É... isso! Uma espécie de ‘... não fala coisa com coisa...’. Como ele estivesse fora dele mesmo a maior parte do tempo. No caso do aliado, vejam, não se sabe de alguma privação. Trauma, talvez. Não sei se justifica.

Estranho isso? Não sei. Tem tanta gente andando pelas ruas agindo da mesma forma... pois, acho que é isso: construímos um mundo que é de enlouquecer. Tudo dá errado. E dá errado justamente por causa dessa desassociação com o real. As pessoas acham que podem agir sem o menor comprometimento com eventuais desdobramentos. ‘Tá’ assim de gente fazendo isso. Parece epidemia.
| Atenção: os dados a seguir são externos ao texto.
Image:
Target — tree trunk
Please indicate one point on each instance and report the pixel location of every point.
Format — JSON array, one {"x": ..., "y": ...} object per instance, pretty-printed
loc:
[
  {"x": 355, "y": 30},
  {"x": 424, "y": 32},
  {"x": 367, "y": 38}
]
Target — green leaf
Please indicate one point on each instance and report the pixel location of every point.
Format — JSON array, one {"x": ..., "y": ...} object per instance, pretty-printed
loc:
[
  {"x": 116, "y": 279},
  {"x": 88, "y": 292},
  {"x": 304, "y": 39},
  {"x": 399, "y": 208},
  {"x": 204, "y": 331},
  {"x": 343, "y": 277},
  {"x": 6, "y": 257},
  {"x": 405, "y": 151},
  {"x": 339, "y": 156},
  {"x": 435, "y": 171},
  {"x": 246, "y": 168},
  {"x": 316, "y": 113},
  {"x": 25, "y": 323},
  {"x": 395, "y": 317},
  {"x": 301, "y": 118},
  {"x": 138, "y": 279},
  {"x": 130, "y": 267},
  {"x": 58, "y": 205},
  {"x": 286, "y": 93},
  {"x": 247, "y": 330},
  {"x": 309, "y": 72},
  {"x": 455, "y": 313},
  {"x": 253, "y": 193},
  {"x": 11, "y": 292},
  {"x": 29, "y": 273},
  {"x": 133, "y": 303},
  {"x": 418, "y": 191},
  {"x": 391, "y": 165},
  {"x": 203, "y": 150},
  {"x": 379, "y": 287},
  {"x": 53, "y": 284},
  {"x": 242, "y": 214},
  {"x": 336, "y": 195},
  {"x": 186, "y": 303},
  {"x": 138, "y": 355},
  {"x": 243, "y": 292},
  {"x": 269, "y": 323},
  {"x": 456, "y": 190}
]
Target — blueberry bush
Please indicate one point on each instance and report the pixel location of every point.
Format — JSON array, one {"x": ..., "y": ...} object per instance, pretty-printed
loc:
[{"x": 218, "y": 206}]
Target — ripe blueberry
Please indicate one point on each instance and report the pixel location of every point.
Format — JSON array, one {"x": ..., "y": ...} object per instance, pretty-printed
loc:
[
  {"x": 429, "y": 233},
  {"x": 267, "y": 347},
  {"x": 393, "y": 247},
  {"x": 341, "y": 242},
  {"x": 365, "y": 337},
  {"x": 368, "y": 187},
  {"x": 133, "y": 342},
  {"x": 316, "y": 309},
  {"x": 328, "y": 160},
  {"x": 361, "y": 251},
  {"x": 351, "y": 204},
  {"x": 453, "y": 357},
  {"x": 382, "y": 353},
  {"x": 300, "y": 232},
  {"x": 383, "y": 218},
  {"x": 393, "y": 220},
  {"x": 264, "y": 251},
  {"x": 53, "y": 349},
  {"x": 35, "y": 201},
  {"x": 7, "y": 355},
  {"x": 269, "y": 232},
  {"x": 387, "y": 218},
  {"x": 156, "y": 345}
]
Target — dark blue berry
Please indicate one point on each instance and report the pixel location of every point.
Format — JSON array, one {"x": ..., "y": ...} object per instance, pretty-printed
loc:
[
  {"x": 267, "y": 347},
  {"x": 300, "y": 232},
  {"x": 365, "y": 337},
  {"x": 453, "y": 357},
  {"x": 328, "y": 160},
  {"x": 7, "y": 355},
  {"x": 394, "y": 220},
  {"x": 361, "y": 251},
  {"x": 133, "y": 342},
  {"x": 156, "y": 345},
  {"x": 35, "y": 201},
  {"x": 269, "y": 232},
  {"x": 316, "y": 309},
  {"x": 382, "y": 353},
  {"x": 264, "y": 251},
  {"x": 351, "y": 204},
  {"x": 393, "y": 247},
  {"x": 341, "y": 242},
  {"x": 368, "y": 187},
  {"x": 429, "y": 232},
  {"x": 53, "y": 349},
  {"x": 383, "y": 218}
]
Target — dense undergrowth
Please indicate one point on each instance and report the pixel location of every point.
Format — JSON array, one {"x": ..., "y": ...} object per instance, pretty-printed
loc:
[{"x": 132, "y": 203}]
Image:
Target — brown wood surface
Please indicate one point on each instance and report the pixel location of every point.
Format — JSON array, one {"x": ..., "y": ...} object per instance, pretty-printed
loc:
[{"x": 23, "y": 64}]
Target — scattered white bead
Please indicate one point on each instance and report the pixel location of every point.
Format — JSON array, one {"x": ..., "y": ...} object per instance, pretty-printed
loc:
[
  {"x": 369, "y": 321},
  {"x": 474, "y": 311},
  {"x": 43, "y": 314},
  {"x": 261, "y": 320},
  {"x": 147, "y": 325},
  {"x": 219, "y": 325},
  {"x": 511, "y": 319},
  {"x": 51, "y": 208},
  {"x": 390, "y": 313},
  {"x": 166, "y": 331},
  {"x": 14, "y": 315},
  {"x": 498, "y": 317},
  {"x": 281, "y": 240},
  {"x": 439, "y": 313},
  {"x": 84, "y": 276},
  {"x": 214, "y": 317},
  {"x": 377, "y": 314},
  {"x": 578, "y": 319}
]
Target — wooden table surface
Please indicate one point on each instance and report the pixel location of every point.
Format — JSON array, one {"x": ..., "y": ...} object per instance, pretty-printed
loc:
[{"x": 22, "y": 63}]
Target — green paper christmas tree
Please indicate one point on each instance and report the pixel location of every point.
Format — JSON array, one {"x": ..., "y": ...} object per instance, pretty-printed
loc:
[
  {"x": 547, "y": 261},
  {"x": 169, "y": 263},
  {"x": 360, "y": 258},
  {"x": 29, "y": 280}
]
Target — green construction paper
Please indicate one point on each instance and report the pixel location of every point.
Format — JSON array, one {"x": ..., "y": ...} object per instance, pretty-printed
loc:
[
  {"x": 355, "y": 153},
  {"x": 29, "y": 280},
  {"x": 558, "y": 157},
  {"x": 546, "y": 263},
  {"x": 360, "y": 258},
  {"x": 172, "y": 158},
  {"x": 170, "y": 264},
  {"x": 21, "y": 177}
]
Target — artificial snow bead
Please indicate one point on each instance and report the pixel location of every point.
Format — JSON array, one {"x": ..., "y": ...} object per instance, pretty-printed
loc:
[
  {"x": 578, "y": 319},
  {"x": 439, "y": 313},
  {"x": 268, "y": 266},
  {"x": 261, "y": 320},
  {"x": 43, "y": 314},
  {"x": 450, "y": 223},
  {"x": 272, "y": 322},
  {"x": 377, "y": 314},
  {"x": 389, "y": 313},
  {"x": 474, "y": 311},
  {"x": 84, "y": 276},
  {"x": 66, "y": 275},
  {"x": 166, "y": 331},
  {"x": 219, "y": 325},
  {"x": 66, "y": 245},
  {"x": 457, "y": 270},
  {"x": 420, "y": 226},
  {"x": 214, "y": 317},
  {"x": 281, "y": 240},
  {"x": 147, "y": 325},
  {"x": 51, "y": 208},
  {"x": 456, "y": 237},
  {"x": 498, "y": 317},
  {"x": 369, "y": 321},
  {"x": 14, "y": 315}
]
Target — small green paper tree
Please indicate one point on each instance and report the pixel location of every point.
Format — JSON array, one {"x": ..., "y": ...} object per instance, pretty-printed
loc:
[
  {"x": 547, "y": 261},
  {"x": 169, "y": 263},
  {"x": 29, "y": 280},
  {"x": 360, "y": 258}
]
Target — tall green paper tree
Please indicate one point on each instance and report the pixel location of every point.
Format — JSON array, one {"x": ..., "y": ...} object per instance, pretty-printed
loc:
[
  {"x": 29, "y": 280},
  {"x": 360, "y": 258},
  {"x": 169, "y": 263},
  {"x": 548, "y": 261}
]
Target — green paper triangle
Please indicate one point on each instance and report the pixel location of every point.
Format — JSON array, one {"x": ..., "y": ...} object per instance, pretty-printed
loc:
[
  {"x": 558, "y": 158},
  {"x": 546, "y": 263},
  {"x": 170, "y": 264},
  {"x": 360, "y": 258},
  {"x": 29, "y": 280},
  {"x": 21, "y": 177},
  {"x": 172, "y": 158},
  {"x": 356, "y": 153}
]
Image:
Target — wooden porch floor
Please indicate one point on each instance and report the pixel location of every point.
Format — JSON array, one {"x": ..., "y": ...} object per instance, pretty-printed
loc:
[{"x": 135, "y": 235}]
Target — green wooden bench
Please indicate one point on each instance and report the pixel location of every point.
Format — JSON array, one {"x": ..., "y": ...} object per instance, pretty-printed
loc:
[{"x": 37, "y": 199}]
Foi triste. Acho que é triste, quando uma coisa começa ruim e termina ruim. Você se ergue fugindo do cárcere e no final da vida volta para lá. É como se tudo o que aconteceu no meio desses dois extremos não serviu para se saber quando é que se recua.

Por nada, a vida se encerra. Por nada, uma vida se encontra encerrada num cômodo, triste, lamentável. Muito se fez e nada se caminhou. Uma sensação de angústia porque nunca sai uma civilização desses ciclos de sonhos cuja ressaca é o pesadelo de que ‘... não foi dessa vez’.

O ‘poder pelo poder’ tem esse custo: uma privação geral de liberdade. O mais grave é que a liberdade deixa de ser um princípio por quase se desdizer em sua execução: em campo, uma povo dinheirísta porque só ele, o dinheiro, é que permite substituí-la. O ‘poder pelo poder’ garante dinheiro, e dinheiro é tudo. ‘Pro’ inferno com esse negócio de caráter: caráter não mata a fome, não dá teto... bom mocismo de pobre é uma coisa execrável.

Esse é o projeto. Se houve algum, é claro. O projeto de poder é dinheiro, porque dinheiro permite qualquer um foder o próximo, no conotativo e no denotativo. Esse é o projeto. Nada mais importa. É muita sede de ‘poder pelo poder’, porque garante dinheiro, sede de uma acumulação amalucada cujo método é o engodo, matar inimigos, aniquilar a humanidade.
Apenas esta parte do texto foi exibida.